O primeiro diretor do Teatro José de Alencar foi
Faustino de Albuquerque, (que mais tarde seria governador do Estado). Mas
somente ao final do terceiro mês de sua gestão, o teatro receberia seu batismo
de grande público, com a temporada da companhia carioca de Lucília Perez,
iniciada em 23 de setembro.
Aspecto da Rua Barão do Rio Branco - antiga Rua Formosa - à época da inauguração do Theatro José de Alencar
O início de funcionamento do majestoso teatro foi de
altos e baixos. Várias companhias de teatro se apresentaram no local, a
maioria, com grande público na estreia, e bilheteria escassa na sequência, a
exemplo da temporada inaugural, que foi bem sucedida na estreia, mas já com esvaziamento de público nas apresentações seguintes.
Em Janeiro de 1911, “A Pérola”, comédia drama de
Marcelino Mesquita, consagrado autor português, apresentada pela Companhia
Francisco Santos, fez temporada no teatro.

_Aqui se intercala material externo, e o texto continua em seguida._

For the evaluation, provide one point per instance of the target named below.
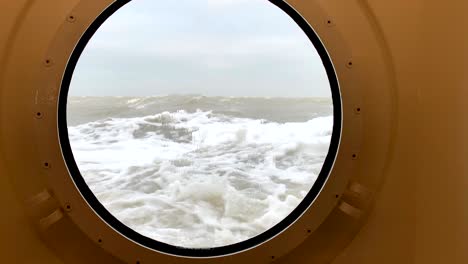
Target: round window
(199, 128)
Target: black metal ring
(198, 252)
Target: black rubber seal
(198, 252)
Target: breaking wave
(200, 179)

Após as primeiras apresentações, o jornal “A República”, publicou a seguinte nota: “E no entanto, as
bellezas de muitas scenas d’A Pérola resistiram ao ambiente de indiferença e de
frieza e a correção, o calor, a vida da representação, pozeram-se em destaque
na quase solidão, que reinava no recinto do teatro”.
Outra peça apresentada, “A Tosca” de Victorien
Sardou, drama de grande sucesso – segundo os jornais – trazia Maria Castro como
protagonista. Com esta apresentação, a famosa atriz homenagearia seus
conterrâneos mais ilustres, entre eles, Papi Junior e Hermínio Barroso. E
novamente, reclama o jornal: “É
injustificável essa indiferença para com uma companhia digna de nosso
franco acolhimento pelo conjunto mais ou menos harmônico do seu elenco, em que
se notam artistas de real merecimento e pelo primor das peças de seu variado
repertório. Camarotes inteiramente vazios, frisas em sua quase totalidade
abandonados, occupadas algumas dezenas de cadeiras da primeira ordem e poucas
da segunda – tal era o aspecto do Theatro José de Alencar, em a noite hontem”.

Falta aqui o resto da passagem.